Na semana passada adicionamos a Turquia às nossas preocupações, país de que não ouvíamos
falar desde a queda de Constantinopla.
A instabilidade cambial dos
mais distantes países atrapalha a
recuperação da economia brasileira. A taxa cambial pode subir,
os investimentos diretos do estrangeiro podem se reduzir, podemos ter dificuldade para financiar a enorme carência de dólares
do país. A suave retomada do
crescimento pode ser interrompida.
Em compensação, ninguém se
preocupa conosco e não preocupamos ninguém. É a situação da
economia brasileira às vésperas
do melhor Natal do Plano Real.
Será que poderíamos nos isolar
do mundo em termos financeiros
e evitar as mazelas da globalização?
Cada geração é escrava de seu
tempo.
Revolucionários escrevem manifestos, pegam em armas, são
oradores inflamados contra o
tempo em que vivem. A autonomia e a liberdade são apenas aparentes -vivem, como todo o
mundo, em razão das idéias do
seu tempo, ainda que contra elas.
O artista genial e o filósofo descrevem e organizam os conceitos
do tempo que estão vivendo. Sincronizados serão felizes e reconhecidos como Mozart, Einstein
ou Noel Rosa.
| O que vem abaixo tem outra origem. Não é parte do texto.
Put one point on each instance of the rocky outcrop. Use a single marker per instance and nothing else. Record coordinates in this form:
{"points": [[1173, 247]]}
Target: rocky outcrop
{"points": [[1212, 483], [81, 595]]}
Muito à frente do
próprio tempo, serão perseguidos
como visionários ou pobres coitados, reconhecidos postumamente.
Para analisar política e governantes, desde presidentes até prefeitos e administradores regionais, precisamos distinguir as escolhas que podem fazer no labirinto dos preconceitos e idéias erradas de cada tempo.
Grande estadista é apenas
aquele que encontra as brechas
ou avança obliquamente contra
os tabus da época, para alcançar
o poder.
Schindler conseguiu a confiança dos nazistas para facilitar a fuga de milhares de judeus. Foi um
gênio da ação.
Juscelino foi grande presidente,
não porque tenha feito a economia brasileira crescer 50 anos em
5. Toda a América Latina cresceu
rapidamente nos anos 50 e 60.
JK foi um grande presidente
porque fez o Plano de Metas com
entusiasmo, foi hábil na criação e
organização dos Grupos Executivos Industriais e generoso com os
rebeldes de Jacareacanga e Aragarças. Não são poucos méritos. O
resto é resultado do tempo em que
viveu.
O Brasil não poderia ficar fora
do circuito da globalização financeira. O único caminho para acabar com a inflação era fixar a taxa cambial aproveitando o excesso de liquidez internacional. Todos os países da América Latina
fizeram a mesma coisa.
Entretanto não precisávamos
ter sobrevalorizado o câmbio ou
ter reduzido as tarifas de importação tão rapidamente. Nada impediu ou impede que tenhamos
política industrial e de apoio às
exportações que aumentasse o
saldo comercial e reduzisse menos
a oferta de empregos.
Entretanto, ainda na semana
passada, o governo anunciou que
quer reduzir ainda mais as tarifas
de importação.
(Para quê? Para diminuir as receitas tributárias, que podem ser
usadas para pagar o salário mínimo ou aumentar o déficit comercial que já é de US$ 400 milhões?)
Para evitar tantos enganos e
tanto sofrimento em termos de
desemprego, bastaria uma gotinha de dúvida sobre os mitos do
nosso tempo.
Com um pouco de sabedoria, os
últimos seis anos da economia
brasileira teriam sido excepcionais e nossas preocupações, hoje,
se limitariam à Argentina. A Turquia continuaria a ser apenas um
país cuja capital não é mais Constantinopla.
João Sayad, 55, economista, professor
da Faculdade de Economia e Administração da USP e ex-ministro do Planejamento (governo José Sarney); é autor de
"Que País é Este?" (editora Revan); escreve às segundas-feiras nesta coluna.